Materials and methodsWe performed a retrospective analysis of pre-surgical prostate MRI scans using an advanced diffusion-weighted imaging technique called restriction spectrum imaging (RSI), which can be presented as a normalized z-score statistic. Scans were acquired prior to radical prostatectomy. Prostatectomy specimens were processed using whole-mount sectioning and regions of interest (ROIs) were drawn around individual PCa tumors. Corresponding ROIs were drawn on the MRI imaging and paired with ROIs in regions with no pathology. RSI z-score and conventional apparent diffusion coefficient (ADC) values were recorded for each ROI. Paired t-test, ANOVA, and logistic regression analyses were performed.

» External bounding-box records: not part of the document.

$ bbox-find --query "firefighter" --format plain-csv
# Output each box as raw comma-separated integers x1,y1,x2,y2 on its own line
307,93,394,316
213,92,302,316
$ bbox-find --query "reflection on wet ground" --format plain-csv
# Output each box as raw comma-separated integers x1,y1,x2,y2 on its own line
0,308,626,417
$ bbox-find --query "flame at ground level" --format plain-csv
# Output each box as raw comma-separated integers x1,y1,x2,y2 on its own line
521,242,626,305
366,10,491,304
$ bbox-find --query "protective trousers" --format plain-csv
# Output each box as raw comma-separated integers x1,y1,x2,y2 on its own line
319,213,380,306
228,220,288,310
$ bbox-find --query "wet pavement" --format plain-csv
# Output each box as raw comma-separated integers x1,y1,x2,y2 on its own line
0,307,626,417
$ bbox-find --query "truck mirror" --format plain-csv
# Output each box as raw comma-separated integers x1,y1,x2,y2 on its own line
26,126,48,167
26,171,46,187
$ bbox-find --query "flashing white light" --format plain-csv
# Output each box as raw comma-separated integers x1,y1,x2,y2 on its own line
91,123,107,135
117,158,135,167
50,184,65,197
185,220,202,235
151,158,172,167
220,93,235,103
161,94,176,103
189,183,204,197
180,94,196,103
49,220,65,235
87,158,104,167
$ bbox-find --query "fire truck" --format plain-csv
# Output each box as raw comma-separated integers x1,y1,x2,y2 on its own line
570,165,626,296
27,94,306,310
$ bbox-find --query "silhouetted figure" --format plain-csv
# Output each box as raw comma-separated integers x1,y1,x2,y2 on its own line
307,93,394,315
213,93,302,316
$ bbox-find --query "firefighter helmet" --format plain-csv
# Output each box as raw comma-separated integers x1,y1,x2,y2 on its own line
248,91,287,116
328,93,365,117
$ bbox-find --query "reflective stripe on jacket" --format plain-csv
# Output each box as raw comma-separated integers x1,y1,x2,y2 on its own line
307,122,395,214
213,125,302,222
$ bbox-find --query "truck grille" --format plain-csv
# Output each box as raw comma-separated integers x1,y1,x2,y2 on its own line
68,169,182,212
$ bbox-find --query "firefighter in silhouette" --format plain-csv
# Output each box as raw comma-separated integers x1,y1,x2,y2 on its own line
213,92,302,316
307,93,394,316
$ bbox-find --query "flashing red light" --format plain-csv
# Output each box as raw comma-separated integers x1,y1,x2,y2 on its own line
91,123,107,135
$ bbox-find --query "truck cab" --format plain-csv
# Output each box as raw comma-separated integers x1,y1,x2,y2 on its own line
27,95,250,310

ResultsWe evaluated 28 patients with 64 ROIs (28 benign and 36 PCa). The mean difference in RSI z-score (PCa ROI-Benign ROI) was 2.17 (SE = 0.11; p < 0.001) and in ADC was 551 mm(2)/s (SE = 80 mm(2)/s; paired t-test, p < 0.001). The differences in the means among all groups (benign, primary Gleason 3, and primary Gleason 4) was significant for both RSI z-score (F 3,64 = 97.7, p < 0.001) and ADC (F 3,64 = 13.9, p < 0.001). A t-test was performed on only PCa tumor ROIs (n = 36) to determine PCa aggressiveness (Gleason 3 vs. Gleason 4) revealing that RSI z-score was still significant (p = 0.03), whereas, ADC values were no longer significant (p = 0.08). In multivariable analysis adjusting for age and race, RSI z-score was associated with PCa aggressiveness (OR 10.3, 95% CI: 1.4-78.0, p = 0.02) while ADC trended to significance (p = 0.07).
ConclusionThe RSI-derived normalized cellularity index is associated with aggressive PCa as determined by pathologic Gleason scores. Further utilization of RSI techniques may serve to enhance standardized reporting systems for PCa in the future.